1. Beginn im Neugeborenen- und Säuglingsalter
2. Ab dem 2. Lebensjahr (> 12 Monate)
Dabei muss in beiden Altersgruppen stets auf die Warnzeichen für organische Ursachen geachtet werden.
Obstipation mit Beginn im Neugeborenen- oder frühen Säuglingsalter
Wichtig zu wissen ist, dass gestillte Kinder in einigen Fällen sehr selten den Darm entleeren. Stuhlpausen bis zu 14 Tagen sind dabei völlig normal, wenn die Kinder dabei keinerlei klinische Auffälligkeiten haben, der Bauch flach ist und das Trinkverhalten und Gedeihen normal. In diesen Fällen sollten unnötige Untersuchungen und anorektale Manipulationen vermieden werden!
Achtung vor falscher Panik!
Wenn der Stuhl normal weich ist, so beobachten viele Eltern, dass das Kind trotzdem stark drückt, der Kopf rot wird, die Beinchen angezogen werden. Manche Kinder weinen, grunzen oder knurren dabei. Das Verhalten ist meistens völlig normal. Erwachsene nutzen zur Darmentleerung (unbewusst) die Bauchpresse durch Anspannen der Bauchmuskulatur. Das versucht das Baby auch. Es baut Druck im Bauch auf, aber manchmal klappt gleichzeitige die Entspannung des Beckenbodens noch nicht. Ich habe in der Sprechstunde einige Eltern, die dann z.B. mit dem Fieberthermometer helfen, indem sie es in den After stecken und damit einen Reiz auslösen. Häufig wird ihnen dieses sogar empfohlen. Dieser Rat ist aber nicht gut, denn die Manipulation kann nicht nur zur Verletzung an der Darmschleimhaut führen, sondern durch diese Manipulation gewöhnt der Darm sich an den Reiz von außen und das Kind erlernt nicht die ganz normale Stuhlausscheidung. Das führt wiederum zur Verstopfung! Darum die Bitte: Ist der Stuhl weich und das Kind scheidet diesen, zwar mit Weinen und hochrotem Kopf aus, dann ist alles o.k.! Ist die Stuhlkonsistenz hingegen hart, das Pressen erstreckt sich über sehr langer Zeit, die Stuhlausscheidung spontan unterbleibt aber und der Bauch ist fest, dann besprich das unbedingt mit deinem Kinderarzt! Mache auch ein Video von dem Verhalten.
Auffällig ist, wenn das Mekonium (Kindspech, erste Darmentleerung eines Neugeborenen) nicht innerhalb von 48 h ausgeschieden wird, die Stuhlfrequenz selten ist und der Bauch fast immer sehr vorgewölbt ist, das Kind sogar erbricht und/oder nicht richtig gedeiht. In diesem Fall muss eine erweiterte Diagnostik erfolgen, denn im Säuglingsalter ist eine funktionelle Obstipation kaum vorhanden.

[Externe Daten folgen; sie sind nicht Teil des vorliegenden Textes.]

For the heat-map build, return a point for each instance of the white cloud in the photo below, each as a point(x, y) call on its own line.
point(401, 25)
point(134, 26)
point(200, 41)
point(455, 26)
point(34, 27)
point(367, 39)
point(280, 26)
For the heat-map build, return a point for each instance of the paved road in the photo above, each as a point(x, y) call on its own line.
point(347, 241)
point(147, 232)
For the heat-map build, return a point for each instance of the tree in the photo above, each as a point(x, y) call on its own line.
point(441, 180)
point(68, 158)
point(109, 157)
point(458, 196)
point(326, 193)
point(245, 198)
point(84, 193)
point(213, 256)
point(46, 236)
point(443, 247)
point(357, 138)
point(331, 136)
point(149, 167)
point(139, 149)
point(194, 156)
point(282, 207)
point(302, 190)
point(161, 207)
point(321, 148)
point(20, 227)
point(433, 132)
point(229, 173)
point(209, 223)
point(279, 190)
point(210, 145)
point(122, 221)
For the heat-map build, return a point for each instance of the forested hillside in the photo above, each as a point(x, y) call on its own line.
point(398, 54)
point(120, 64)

Im ersten Teil zu diesem Thema führte ich verschiedene Ursachen auf, die zu einer Verstopfung führen können. Hier möchte ich jetzt davon nur eine Ursache noch einmal herausstellen. Diese Ursache ist wichtig für die Diagnostik und anschließend auch für die Therapie und gar nicht so selten.

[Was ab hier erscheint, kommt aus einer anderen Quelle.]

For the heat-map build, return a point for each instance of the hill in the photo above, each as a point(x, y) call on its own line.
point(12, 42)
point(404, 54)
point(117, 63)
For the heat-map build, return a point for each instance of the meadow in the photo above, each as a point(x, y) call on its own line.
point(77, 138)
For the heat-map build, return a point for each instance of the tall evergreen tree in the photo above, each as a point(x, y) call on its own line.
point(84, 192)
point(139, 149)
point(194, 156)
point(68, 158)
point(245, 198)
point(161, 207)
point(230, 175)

Bei einer Obstipation in den ersten beiden Lebensjahren kann eine nicht-IgE-vermittelte Kuhmilchallergie mit allergiebedingter Motilitätsstörung die Ursache sein. Was das ist, habe ich in diesem Artikel genau erklärt: Allergie auf Kuhmilch
Hat man den Verdacht, dass Kuhmilch die Beschwerden auslösen könnte, dann sollten dies Produkte für mindestens 14 Tage vollständig gemieden werden. Stellt sich eine normale Darmentleerung ein, dann können Milchprodukte noch einmal verabreicht werden. Kommt es erneut zu den Stuhlausscheidungsbeschwerden, dann gilt die Diagnose als gesichert. Laboruntersuchungen auf IgE-Antikörper zum Ausschluss einer Kuhmilch-Allergie sind nicht hilfreich!

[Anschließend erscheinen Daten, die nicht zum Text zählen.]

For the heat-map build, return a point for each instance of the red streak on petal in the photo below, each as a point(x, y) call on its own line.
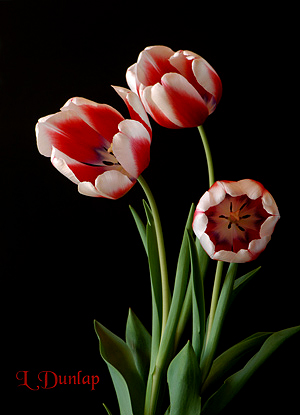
point(230, 234)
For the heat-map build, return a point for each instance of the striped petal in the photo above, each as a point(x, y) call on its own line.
point(136, 109)
point(67, 132)
point(101, 117)
point(131, 147)
point(113, 184)
point(179, 101)
point(153, 63)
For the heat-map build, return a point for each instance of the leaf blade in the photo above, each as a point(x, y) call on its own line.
point(128, 383)
point(184, 383)
point(235, 382)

In meiner Sprechstunde habe ich immer wieder Kinder, die viel zu viel Milch und Milchprodukte am Tag konsumieren.
(s. auch dazu folgende Beiträge: Mein Kind isst zu wenig). Häufig reicht es bei diesen Kindern schon die Milchmenge auf die empfohlene Tagesmenge zu reduzieren und die Darmentleerung normalisiert sich.
Obstipation mit Beginn ab dem 2. Lebensjahr
Die genaue Krankengeschichte ist extrem wichtig für die Diagnostik. Warnzeichen müssen ausgeschlossen werden. Hinweise für eine funktionelle Störung sind ein Beginn mit der Sauberkeitsentwicklung, nach Irritationen des Afters (z. B. durch Hautinfektionen) oder nach Manipulationen am Darmausgang.
Mögliche Auslöser einer funktionellen Obstipation im Alter zwischen 1 und 5 Jahren sind
• Akute Obstipation mit Schmerzen bei der Stuhlentleerung durch harte
Stuhlkonsistenz (z. B. als Folge von Fieber, Flüssigkeitsmangel,
falsches Toilettentraining)
• Willkürlicher Stuhlverhalt bei Nichtverfügbarkeit einer Toilette; Toilettenphobie
• Entzündung der Haut um den After herum, Einrisse am After (z.B. durch harte und große Stuhlballen)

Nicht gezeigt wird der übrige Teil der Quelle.